Being a good researcher requires being (or having) a good datamanager, because there is so much data to manage. First, when setting up your research, you need data on what has been done, using which methods, and by whom. Next, you may need to perform pilot studies to determine optimal parameters: again data that needs managing so that you can make systematic comparisons to build your perfect experiment. Then comes the main study: you need to manage the incoming data, data on participants, and you need to report on what you have done precisely, how you did it, how good you did it, and what the end result is.
Although this scientific process (hopefully) results in a clean and clear paper, reconstructing what has been done using which (selections of) data is often much more fuzzy. That leads for relatively simple requests to become big problems. How would you react if some asked you questions like: “Can you give me the data from paper X?” or, even worse, “Can I use the task you developed and used for study X?”.
Being able to quickly and adequately address these questions requires you to think about a number of datamanagement issues before, during and after the study: Where do I store my data? In what format? Which meta-data needs to accompany the data set? How do I get the data in a format that can be accessed later? What kind of participant data am I allowed to store? And for the department: Is data still accesible and usable when the researcher leaves the institute? Who has ownership of the data?Read more...

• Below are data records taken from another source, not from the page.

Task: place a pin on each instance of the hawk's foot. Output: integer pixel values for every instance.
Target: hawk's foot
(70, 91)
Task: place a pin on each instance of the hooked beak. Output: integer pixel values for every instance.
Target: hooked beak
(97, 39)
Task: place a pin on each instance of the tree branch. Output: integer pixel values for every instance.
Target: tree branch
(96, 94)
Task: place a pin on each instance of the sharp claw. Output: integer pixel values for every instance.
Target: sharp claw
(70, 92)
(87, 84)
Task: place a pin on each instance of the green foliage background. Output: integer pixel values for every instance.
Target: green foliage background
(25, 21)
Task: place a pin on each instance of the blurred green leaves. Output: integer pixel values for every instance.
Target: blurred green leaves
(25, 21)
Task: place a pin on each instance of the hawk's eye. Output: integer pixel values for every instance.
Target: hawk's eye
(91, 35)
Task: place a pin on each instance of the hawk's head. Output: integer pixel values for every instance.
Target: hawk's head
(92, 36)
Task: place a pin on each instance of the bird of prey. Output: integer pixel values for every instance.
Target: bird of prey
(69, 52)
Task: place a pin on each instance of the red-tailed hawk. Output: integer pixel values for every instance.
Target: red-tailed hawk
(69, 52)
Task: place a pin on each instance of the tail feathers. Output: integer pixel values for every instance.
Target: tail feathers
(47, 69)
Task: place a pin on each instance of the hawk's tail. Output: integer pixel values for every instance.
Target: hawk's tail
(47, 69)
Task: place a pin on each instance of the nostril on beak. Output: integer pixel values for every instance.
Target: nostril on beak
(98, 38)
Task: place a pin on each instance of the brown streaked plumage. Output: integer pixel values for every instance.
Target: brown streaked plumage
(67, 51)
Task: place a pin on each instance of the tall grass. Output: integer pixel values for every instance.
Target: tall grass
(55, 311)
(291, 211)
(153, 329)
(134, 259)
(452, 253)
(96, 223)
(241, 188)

With the growth of universities in terms of number of researchers, the growth in the number and size of data-sets, and the desire to share and combine data across the globe, coupled with stricter government rules on privacy, adequate datamanagement becomes ever more important. However, as I have experienced myself, there are many issues with transforming “classical research” characterised by a mainly individual (or small-team) mindset into a Big Data FAIR kind of working. For the success of this transformation, it is fundamental that it is not (only) mandated by “the boss”, but actively encouraged by enthousiastic researchers who are excited about the benefits of this new way of working. Making researchers ambassadors for change can be very helpful in implementing new ways of doing research.
During my time at the UMC Utrecht and University Utrecht, I made some MATLAB databases so that at least for the neuroimaging experiments, I could back-track all proceedings, retrieve the data quickly, and reuse it with new software or combine it with new data. Furthermore, I started my own Open Science initiative, allowing me to retrieve and share experiments and methods (see My Open Science). At the UU, got involved in the YOUth study, a large-scale longitudinal cohort study following children in their development from pregnancy until early adulthood. My task in YOUth was to setup functional MRI data studies, and manage the data-flow for that study. For that reason, I teamed up with the people developing YODA, as well as data-managers from the UU Library to set up a system for FAIR data handling. As a kind of mental exercise, I developed STEP: Structured Tools for Enhanced Processing (clickable version here). STEP is the framework connecting internal researchers, research assistants and management, and external parties (researchers from other institutes, new hires who learning the process, ethical officers) to the data, research methods, and research quality measures. Furthermore, I developed HECTOR (Highly Effective Computing Tool to Obtain Results) as a practical MATLAB pipeline to generate (meta-)data for use in a FAIR environment. Finally, I developed procedures for YOUth to facilitate FAIR data acquisition (i.e. collecting all the relevant information from researchers about their study).